American businessman (1943–2021)

 Sonny Leonard (June 19, 1943 – January 10, 2021) was an American businessman and the CEO of Sonny's Automotive Racing, a company he founded in January 1969. Leonard was known for designing and building large engine displacement drag racing V8 engines. Leonard's engines have won numerous national and global records and championships on land and sea. In 2012 Sonny Leonard developed a big block engine over 16387 cc.

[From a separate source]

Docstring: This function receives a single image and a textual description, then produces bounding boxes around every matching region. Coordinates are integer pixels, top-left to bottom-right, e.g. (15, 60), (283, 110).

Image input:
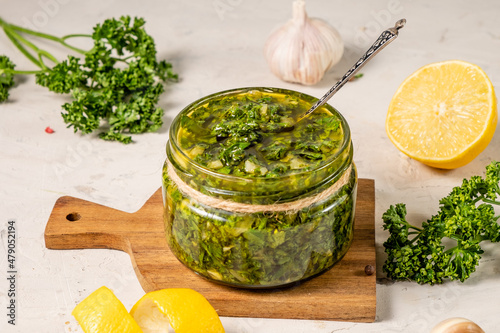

==Achievements (selection)==
Sonny Leonard was specialized in creating American V8 engines of 9832 cc up to 16387 cc.
- 16482 cc, big block engine
- 15404 cc, big block engine
- 13142 cc, big block engine
- 11926 cc, hemispherical combustion chamber engine
- 11028 cc, Ford Hemi big block

==History==
After turning his hobby into a business, Sonny Leonard opened a garage in 1968 in a 27.87 m2 building in Madison Heights, Virginia. In 1987, Leonard made history with Bill Kuhlmann, who drove Sonny's 615 cubic inch engine to the first speed of 200 mph in history with a full-bodied car. In 2013 Sonny Leonard became a partner for the 2013 season in the X-treme Drag Racing League (X-DRL). Sonnys Racing Engines celebrated its 50th anniversary in 2018. In 2019 Sonny Leonard built a second engine to raise funds for Victory Junction. In the same year he led John Montecalvo to the PDRA Pro Stock Championship. Sonny Leonard died on Sunday, January 10, 2021.